Un public qui n'a pas manqué de faire part de sa satisfaction. Il y avait aussi des défilés de mode et des galas artistiques en fin de journée. Et comme à l'accoutumée, les organisateurs ont procédé aussi à la distribution de fauteuils roulants et de matériel orthopédique au profit des handicapés conviés à cette journée. Si la mobilisation était franchement au rendez-vous, il n'en demeure pas moins qu'elle reste occasionnelle. Ce qui n'est pas pour plaire aux concernés. Qu'à cela ne tienne! Ce fut tout de même un jour de bonheur pour cette catégorie de citoyens qui souffrent toute l'année en silence. Un jour qui permet aussi d'évoquer les insuffisances et elles sont nombreuses. En dépit de la force de la loi, le handicapé ne trouve pas toujours un emploi. «La loi algérienne oblige les employeurs à recruter entre 1 et 3% de handicapés dans leurs effectifs mais la réalité est tout autre.
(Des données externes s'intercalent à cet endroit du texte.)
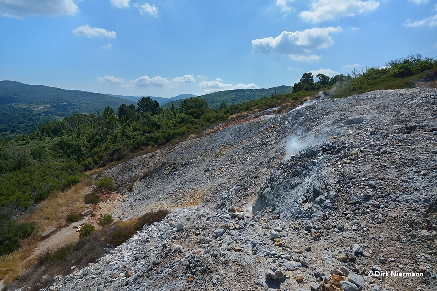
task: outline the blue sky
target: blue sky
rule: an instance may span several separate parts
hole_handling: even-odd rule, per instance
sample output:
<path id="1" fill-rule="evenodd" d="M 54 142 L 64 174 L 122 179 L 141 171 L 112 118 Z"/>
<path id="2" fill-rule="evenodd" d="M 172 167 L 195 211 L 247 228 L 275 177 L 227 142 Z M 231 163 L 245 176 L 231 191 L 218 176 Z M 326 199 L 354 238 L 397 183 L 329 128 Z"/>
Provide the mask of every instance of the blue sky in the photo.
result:
<path id="1" fill-rule="evenodd" d="M 435 0 L 147 1 L 0 0 L 0 80 L 171 97 L 437 56 Z"/>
Les chefs d'entreprise refusent systématiquement les postulants présentant un handicap», explique le président d'une association. La gratuité des transports n'est pas appliquée. Les transporteurs privés ne se soucient pas de la situation de cette catégorie de citoyens. Equipé d'un fauteuil roulant, Samir trouve toutes les difficultés du monde à accéder dans les locaux administratifs.
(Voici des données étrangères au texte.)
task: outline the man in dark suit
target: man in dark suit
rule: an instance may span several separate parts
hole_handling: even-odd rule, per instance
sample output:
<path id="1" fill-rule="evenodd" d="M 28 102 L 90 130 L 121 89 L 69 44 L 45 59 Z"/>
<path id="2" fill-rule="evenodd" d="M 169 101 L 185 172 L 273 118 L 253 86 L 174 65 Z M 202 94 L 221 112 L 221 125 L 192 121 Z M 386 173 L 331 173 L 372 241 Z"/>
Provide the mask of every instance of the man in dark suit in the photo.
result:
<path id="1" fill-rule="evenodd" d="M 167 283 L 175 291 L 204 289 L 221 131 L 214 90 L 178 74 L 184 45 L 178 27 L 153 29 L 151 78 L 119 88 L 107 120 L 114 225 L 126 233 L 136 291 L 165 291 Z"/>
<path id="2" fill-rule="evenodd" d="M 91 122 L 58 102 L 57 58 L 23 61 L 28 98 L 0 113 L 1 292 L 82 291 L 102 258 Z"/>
L'absence des accès spécialement aménagés rend la vie difficile à ces personnes vulnérables. «Je n'ai de salut qu'à la bonté des citoyens qui souvent nous aident à monter des marches à chacun de mes déplacements», soutient cette homme, rendu invalide des suites d'un accident de circulation.
Le problème de l'appareillage orthopédique n'est pas en reste puisque les handicapés de Bejaia sont contraints, faute de structure locale de se déplacer vers la wilaya voisine de Tizi Ouzou et cela prend parfois des mois pour la réception d'une chaussure, par exemple. Bref, la liste est longue; elle illustre toute l'urgence d'orienter l'intérêt de la collectivité vers cette catégorie de citoyens qui n'ont jamais voulu naître ainsi et encore moins le devenir. Mais l'espoir y était pour des lendemains meilleurs. Les handicapés ont apprécié la mobilisation citoyenne autour de leurs activités.
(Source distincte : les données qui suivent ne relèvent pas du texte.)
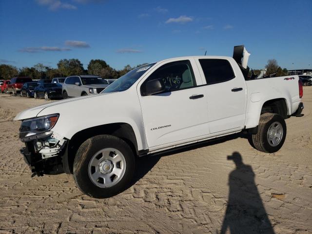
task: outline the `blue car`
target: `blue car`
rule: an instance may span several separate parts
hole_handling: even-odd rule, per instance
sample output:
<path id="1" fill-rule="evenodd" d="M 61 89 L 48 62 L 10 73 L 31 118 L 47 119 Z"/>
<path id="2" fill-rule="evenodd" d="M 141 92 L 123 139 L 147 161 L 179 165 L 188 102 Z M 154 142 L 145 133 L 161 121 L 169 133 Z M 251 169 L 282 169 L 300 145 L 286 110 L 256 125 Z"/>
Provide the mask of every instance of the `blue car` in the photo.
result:
<path id="1" fill-rule="evenodd" d="M 20 90 L 20 96 L 21 97 L 27 97 L 27 98 L 32 98 L 34 97 L 34 90 L 38 85 L 37 82 L 27 82 L 24 83 Z"/>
Les signes d'encouragement prodigués à l'occasion par les visiteurs des différents stands ont fait chaud au coeur. «Je suis suffisamment rassurée lorsque j'entends toutes les appréciations de la bouche de citoyens qui ne me ressemblent pas», commente cette jeune fille présentant des tableaux dignes de grands maîtres de l'art de la peinture. La joie n'était pas seulement concentrée à Béjaïa même si les marques de pessimisme subsistent. Dans presque toutes les communes de Béjaïa, les initiatives n'ont pas manqué pour célébrer cette journée dédiée aux handicapés pour lesquels s'est mobilisé le mouvement associatif de la wilaya, comme à l'accoutumée. A Akbou, c'est la même ambiance qui a singularisé cette journée.
L'événement a été célébré avec, en fond de toile, les travaux d'art des handicapés dans une exposition, qui n'avait de valeur que d'illustrer tout le génie et l'habilité d'artistes handicapés. Il est utile de rappeler à la fin que le nombre de handicapés dans la wilaya de Béjaïa est en hausse, comparé à celui présenté l'année dernière. Selon M.Fedala Mohand Ameziane, des services de la DAS de la wilaya de Béjaïa, le nombre de handicapés s'élève à 19.852, dont 10.945 handicapés mentaux, 6000 atteints de handicaps moteurs, 371 malentendants, 1235 malvoyants et les 1290 restants sont atteints de handicaps divers. Autant de personnes qui ont besoin d'une aide quotidienne.